Being an engineer comes with a lot of benefits. The pay can be very good, you get to work on complex problems, and sometimes even be creative and innovative. However, you might feel like it’s time to leave your engineering job for various reasons. Some red flags can help you know if the job is right for you or if it’s time to let it go.
1. Your Job Doesn’t Excite You.
While you might have expected the number one reason to be low pay, other reasons seem to contribute more to work frustration. Jobs in the engineering field are generally fascinating. However, not all of them are engaging and when there is little to no excitement about your job, then it might be time to take a hike.
Engineers like innovation and problem-solving. If your job does none of this, then sooner or later, your productivity begins to dwindle alongside your interest in the position, and then work frustration kicks in.
2. Inability to Balance Work and Life
Here is another much-overlooked reason why you should consider leaving that job. It is easy for an engineer to get carried away with work. What is even easier is not realizing that your personal life is being neglected. When you no longer have time for your favorite things and favorite people because of your job, you might need to rethink your position in that company.

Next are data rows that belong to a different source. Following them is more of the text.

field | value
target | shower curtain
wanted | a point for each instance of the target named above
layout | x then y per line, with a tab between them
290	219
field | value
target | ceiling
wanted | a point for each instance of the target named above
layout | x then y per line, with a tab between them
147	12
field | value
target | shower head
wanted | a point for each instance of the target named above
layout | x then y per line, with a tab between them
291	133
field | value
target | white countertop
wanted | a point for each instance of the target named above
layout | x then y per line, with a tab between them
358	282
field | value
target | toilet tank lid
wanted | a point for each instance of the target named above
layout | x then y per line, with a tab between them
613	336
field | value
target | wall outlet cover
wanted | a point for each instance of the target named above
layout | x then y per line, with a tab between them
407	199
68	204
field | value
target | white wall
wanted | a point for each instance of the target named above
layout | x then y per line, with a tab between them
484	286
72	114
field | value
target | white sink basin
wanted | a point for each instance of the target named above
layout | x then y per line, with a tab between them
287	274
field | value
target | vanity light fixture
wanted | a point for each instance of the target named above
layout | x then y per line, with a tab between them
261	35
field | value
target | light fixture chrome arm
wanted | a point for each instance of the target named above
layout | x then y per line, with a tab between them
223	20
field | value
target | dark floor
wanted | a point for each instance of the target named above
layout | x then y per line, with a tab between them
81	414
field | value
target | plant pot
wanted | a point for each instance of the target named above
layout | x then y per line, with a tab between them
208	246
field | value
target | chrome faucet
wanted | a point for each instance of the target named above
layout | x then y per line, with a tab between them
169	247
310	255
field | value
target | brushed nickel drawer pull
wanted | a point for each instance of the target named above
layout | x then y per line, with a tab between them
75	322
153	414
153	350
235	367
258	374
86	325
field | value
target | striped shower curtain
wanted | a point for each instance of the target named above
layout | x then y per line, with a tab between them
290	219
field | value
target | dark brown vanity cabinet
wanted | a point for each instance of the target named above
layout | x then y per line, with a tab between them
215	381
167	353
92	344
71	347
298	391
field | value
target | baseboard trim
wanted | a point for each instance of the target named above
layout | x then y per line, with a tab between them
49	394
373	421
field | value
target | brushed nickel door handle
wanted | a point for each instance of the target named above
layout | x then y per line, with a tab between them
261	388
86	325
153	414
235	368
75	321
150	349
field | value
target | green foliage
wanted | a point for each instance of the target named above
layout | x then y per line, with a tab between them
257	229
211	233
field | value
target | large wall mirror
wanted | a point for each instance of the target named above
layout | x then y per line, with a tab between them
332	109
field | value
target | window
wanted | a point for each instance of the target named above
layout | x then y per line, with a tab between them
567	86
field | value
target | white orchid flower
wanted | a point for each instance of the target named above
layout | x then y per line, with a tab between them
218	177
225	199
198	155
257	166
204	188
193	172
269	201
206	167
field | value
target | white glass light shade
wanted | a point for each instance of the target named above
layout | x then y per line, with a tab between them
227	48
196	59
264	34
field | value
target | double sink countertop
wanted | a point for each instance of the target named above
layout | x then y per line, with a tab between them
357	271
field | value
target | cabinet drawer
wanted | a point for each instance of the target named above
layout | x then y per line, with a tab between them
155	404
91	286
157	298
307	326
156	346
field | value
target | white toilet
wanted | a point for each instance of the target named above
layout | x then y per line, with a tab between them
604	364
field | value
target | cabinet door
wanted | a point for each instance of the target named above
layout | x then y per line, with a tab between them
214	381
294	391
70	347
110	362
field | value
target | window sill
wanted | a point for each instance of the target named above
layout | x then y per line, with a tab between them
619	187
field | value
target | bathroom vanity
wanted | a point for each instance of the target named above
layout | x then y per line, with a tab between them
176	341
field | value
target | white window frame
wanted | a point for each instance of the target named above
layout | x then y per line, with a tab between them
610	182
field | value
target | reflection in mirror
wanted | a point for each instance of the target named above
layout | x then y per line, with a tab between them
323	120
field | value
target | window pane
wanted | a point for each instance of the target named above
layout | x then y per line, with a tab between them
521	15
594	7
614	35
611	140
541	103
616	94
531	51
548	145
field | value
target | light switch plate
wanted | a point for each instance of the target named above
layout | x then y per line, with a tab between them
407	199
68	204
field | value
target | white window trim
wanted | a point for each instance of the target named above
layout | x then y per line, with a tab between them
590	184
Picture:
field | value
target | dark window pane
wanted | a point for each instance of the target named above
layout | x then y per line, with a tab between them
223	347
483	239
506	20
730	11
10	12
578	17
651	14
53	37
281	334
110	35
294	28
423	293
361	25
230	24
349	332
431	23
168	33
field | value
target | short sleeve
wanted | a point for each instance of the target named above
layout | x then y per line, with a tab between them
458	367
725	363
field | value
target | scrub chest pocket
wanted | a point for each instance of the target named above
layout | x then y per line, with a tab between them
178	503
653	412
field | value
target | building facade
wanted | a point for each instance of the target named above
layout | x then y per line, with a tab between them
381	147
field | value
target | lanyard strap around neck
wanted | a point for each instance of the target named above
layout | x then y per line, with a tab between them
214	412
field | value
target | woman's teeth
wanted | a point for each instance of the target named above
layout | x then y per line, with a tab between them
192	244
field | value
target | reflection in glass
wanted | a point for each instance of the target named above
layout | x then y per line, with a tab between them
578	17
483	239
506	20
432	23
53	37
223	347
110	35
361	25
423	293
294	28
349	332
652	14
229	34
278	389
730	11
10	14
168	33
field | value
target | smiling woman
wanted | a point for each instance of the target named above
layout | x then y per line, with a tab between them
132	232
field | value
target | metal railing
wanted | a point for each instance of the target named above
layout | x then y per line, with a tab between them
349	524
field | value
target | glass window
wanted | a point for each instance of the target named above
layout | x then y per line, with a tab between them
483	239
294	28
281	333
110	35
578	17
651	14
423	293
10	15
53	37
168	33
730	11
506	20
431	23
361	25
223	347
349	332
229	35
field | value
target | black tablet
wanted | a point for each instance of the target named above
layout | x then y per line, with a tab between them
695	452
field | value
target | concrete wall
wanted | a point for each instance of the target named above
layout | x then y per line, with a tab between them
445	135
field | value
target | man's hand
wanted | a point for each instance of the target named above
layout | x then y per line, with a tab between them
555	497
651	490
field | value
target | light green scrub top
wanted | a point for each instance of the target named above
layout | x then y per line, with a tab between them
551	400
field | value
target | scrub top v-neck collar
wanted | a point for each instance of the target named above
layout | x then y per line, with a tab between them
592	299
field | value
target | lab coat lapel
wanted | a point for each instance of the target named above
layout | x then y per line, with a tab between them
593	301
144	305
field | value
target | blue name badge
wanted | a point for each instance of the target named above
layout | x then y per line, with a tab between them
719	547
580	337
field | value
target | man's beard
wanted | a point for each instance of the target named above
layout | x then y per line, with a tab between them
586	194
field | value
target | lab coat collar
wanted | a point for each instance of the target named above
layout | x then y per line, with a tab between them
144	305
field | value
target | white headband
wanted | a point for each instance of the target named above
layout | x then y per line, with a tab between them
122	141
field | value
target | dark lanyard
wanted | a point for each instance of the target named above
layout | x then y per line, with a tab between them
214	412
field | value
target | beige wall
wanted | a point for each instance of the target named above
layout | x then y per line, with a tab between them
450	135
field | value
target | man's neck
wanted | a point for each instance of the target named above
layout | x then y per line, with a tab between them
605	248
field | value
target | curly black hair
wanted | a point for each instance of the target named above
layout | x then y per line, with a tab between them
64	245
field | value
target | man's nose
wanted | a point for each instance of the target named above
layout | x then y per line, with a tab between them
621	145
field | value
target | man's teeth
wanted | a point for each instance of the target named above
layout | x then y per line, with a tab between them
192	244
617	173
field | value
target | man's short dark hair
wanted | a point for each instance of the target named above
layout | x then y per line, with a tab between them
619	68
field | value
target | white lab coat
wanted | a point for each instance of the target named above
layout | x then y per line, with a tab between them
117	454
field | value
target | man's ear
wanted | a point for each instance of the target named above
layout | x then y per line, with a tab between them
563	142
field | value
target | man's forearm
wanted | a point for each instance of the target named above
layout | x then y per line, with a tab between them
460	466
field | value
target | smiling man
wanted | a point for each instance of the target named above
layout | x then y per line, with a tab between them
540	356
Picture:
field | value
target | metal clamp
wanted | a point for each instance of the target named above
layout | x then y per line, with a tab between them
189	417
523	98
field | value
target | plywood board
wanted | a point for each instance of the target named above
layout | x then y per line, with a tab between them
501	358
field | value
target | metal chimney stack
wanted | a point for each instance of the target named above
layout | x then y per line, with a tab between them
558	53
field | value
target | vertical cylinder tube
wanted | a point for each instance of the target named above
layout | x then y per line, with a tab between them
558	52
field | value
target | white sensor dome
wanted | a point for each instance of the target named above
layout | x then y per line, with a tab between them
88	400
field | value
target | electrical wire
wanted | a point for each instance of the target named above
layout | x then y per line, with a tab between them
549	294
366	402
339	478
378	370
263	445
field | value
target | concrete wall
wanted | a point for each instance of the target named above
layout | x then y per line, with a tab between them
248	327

Here are a few things that cause an inability to balance work and life;
- Working too many hours
- Long-distance to workplace
- Too much workload
3. Little to No Work Advancement
Does it seem like there are no growth opportunities in the company you work for? Having robust pay is excellent for an engineer, but advancing your career is equally important. You should consider leaving your job is if it has a dead-end. This means that you experience little to no growth, advancement, or opportunities during your time in the career. If it feels like you’ve been in one spot all your time with the job, don’t see yourself doing your boss’ job, and can’t seem to find advancement opportunities in the company you work for, it is time to switch lanes.
4. Regressing Learning Curve
If you notice that your learning curve has peaked and is merely dropping by the day, it’s time to make a tough decision. Would you rather remain there and risk losing your competitive edge? Or resign and move to a company where you are challenged to learn and do better.
5. You Have a Terrible Boss
Communication with your boss and your colleagues is important in any job. Make these relationships a priority. However, if your boss seems to be an overbearing bully and easily makes the most exciting projects burdensome, that’s a red flag to reconsider your position.
6. You Want Something Different
You might be an engineer with a good enough job, yet something feels missing. It might be because you’ve got your head somewhere else, and it’s only a matter of time before your attention is there, too.
Leaving a job in engineering can be challenging and hard to explain, especially for reasons other than money. However, if you come across these red flags, you may want to reconsider if you’re going to stay or go.